Sullivan works with a network of 16 churches throughout Cleveland that are educated on HIV prevention, treatment and works to keep congregations and leadership open to talking about the disease in the church.

     Over the past five years, Sullivan has serviced over 50 church communities outside of the network providing on-site testing, attending health fairs, distributing information, and conducting presentations on HIV/AIDS and its effect on the Black community.

     “I remember going to churches that were hesitant, but are now very open. I have churches that have condoms in their vestibule, not because they’re promoting sex, but because they’re promoting safety,” Sullivan explains.

     Parnessa Seele is the founder and CEO of the Balm in Gilead. Through the organization she builds the capacity of faith communities by providing information on HIV to help address stigma and get people preventing, testing for, and treating the disease.

     In her work, Seele has seen a number of churches open up to the idea of protecting the community from HIV/AIDS, but just as many who want nothing to do with it.

     “We still have some churches that don’t want anything to do with it because they believe HIV stems from people living in sin,” Seele says.  “Today we have to work to educate our congregations that HIV is still real.”

     No one knows that better than Rae Lewis-Thornton, who has been living with AIDS for 20 years. In 1994, she was the focus of Chicago’s CBS affiliates feature series Living with AIDS, during which she gave viewers a glimpse into her day-to-day experiences as a woman with the virus which was then seen as a death sentence.

     She remembers sitting in a pew of Fellowship Missionary Baptist Church on the city’s southwest side one Sunday when her pastor called out to her in the middle of service.

     “Lewis, was that you I saw on TV?”, she remembers Rev. Clay Evans asking. She responded, “Yes, pastor.”

     She had been too scared to disclose her status to her pastor, so she kept the fact that she had AIDS a secret within the walls of the church.
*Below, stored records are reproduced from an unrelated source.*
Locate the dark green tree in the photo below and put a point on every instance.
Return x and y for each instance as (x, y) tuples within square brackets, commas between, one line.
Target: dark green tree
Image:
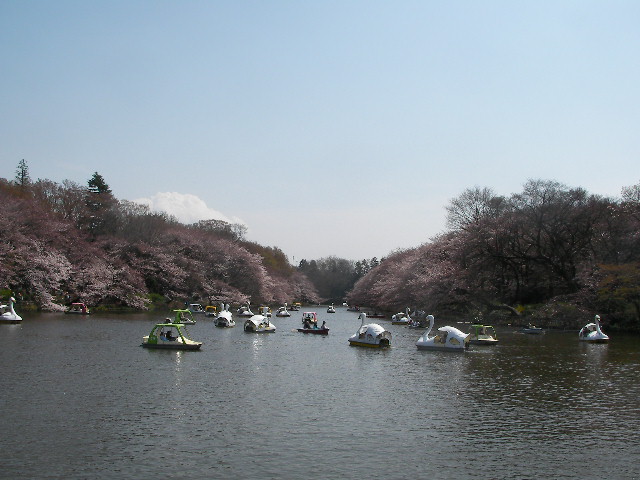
[(100, 203), (22, 174)]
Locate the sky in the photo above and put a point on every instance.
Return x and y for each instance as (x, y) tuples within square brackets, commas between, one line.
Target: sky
[(328, 128)]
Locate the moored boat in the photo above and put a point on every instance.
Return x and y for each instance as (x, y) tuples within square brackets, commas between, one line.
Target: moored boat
[(171, 336)]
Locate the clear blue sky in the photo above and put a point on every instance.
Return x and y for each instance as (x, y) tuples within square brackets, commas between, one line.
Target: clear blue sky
[(331, 127)]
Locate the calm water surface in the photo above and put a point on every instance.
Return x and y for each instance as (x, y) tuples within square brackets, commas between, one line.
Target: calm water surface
[(81, 399)]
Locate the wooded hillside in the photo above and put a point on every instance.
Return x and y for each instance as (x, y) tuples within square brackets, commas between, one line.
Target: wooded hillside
[(67, 242), (556, 255)]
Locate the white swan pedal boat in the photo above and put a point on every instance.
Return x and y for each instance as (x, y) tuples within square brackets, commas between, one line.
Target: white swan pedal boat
[(592, 333), (370, 335), (447, 339), (8, 314)]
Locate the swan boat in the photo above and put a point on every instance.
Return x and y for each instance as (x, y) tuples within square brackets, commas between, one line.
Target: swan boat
[(482, 335), (8, 314), (78, 308), (283, 312), (196, 308), (169, 336), (370, 335), (447, 338), (224, 317), (259, 324), (310, 324), (591, 332)]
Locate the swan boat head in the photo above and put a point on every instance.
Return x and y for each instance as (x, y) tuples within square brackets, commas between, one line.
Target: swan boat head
[(591, 332), (447, 338), (370, 335), (8, 314)]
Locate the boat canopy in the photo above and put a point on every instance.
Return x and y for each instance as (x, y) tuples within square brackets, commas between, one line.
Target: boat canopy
[(310, 316), (182, 316)]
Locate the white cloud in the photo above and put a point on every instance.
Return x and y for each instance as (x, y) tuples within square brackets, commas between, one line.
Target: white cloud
[(187, 208)]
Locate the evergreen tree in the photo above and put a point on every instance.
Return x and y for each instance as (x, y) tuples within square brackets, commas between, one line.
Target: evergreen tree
[(22, 174), (99, 202)]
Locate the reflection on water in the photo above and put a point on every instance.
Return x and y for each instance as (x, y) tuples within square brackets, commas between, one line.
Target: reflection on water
[(81, 402)]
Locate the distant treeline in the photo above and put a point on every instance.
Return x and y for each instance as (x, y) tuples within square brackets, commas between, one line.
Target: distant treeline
[(550, 254), (68, 242)]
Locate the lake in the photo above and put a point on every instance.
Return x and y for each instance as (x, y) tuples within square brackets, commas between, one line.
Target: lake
[(82, 400)]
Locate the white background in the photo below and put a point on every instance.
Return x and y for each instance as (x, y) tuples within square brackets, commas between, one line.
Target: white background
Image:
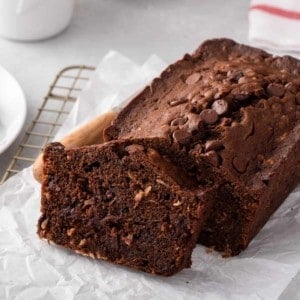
[(136, 28)]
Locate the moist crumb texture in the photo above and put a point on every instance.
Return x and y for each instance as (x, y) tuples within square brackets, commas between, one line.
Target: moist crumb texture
[(235, 111), (122, 202)]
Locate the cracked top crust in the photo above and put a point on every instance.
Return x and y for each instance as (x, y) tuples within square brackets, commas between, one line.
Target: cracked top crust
[(227, 104)]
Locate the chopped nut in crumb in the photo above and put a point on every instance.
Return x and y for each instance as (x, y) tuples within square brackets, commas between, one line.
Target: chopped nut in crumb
[(82, 242), (70, 231), (138, 197), (128, 239), (161, 182), (177, 203), (89, 202)]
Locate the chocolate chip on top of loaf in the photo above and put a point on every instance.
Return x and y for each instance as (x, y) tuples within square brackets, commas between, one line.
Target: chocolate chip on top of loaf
[(123, 202), (236, 109)]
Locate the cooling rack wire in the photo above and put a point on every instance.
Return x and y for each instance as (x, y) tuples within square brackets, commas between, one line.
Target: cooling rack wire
[(56, 106)]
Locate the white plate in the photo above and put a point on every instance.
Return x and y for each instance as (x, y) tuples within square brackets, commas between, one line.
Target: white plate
[(12, 109)]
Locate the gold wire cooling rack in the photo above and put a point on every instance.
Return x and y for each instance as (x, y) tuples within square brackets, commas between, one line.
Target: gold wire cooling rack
[(56, 106)]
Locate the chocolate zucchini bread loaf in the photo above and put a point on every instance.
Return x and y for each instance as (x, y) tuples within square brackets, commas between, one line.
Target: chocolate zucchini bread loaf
[(235, 111), (122, 202)]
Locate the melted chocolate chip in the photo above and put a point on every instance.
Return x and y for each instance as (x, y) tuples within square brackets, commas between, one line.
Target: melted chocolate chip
[(210, 94), (213, 145), (275, 89), (179, 121), (242, 96), (220, 106), (134, 148), (176, 102), (181, 136), (192, 79), (212, 158), (194, 122), (209, 116), (234, 75)]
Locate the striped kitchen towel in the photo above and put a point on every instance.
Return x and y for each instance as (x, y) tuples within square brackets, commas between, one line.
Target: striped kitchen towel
[(275, 24)]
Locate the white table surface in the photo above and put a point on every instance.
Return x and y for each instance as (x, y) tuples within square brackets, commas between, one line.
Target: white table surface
[(137, 28)]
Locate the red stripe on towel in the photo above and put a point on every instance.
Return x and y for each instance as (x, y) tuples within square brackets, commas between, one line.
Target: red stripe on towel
[(273, 10)]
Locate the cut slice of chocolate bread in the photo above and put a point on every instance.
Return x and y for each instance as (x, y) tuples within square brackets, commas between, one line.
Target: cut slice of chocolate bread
[(236, 112), (122, 202)]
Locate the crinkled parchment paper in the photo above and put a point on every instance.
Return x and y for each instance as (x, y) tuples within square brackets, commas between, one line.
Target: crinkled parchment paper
[(33, 269)]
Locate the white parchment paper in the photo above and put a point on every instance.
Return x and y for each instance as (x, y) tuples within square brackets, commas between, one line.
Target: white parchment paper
[(33, 269)]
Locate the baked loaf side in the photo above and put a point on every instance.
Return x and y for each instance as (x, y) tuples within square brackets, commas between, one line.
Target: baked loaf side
[(122, 202), (232, 108)]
     So when her pastor said, “good work,” she was surprised, but not as surprised as she was when she asked him to write her a letter of recommendation to a seminary school. After the application sat on her desk for months – again, out of fear – she finally built up the nerve to approach Rev. Evans about her call to ministry. She remembers him laughing at her and saying, “I know, I was just waiting for you to figure it out.”

     Lewis-Thornton still waited 13 years after being licensed to get ordained to minister. Now, as a member and pastor at Westpoint Missionary Baptist Church in Chicago’s Bronzeville neighborhood, Lewis-Thornton is excited to share information on the virus she fights every moment her life – from the pulpit.

     “Everyone is going to be talking about HIV and AIDS in my church,” says  Lewis-Thornton, who refers to herself as a “diva living with AIDS.”

     She explains,  “You can’t do a public ministry the way I do and not have a pastor who supports it,” Thornton says. “The fact that God has given me a place that I can worship and do ministry inside those walls for the church, outside the walls for the church and in the community without any shame or friction is a blessing.”

     Beaman, the Bermuda native who moved to Wilmington, Del., observes: “To know that there is a church that is really caring about it and not condemning HIV and AIDS is so important.”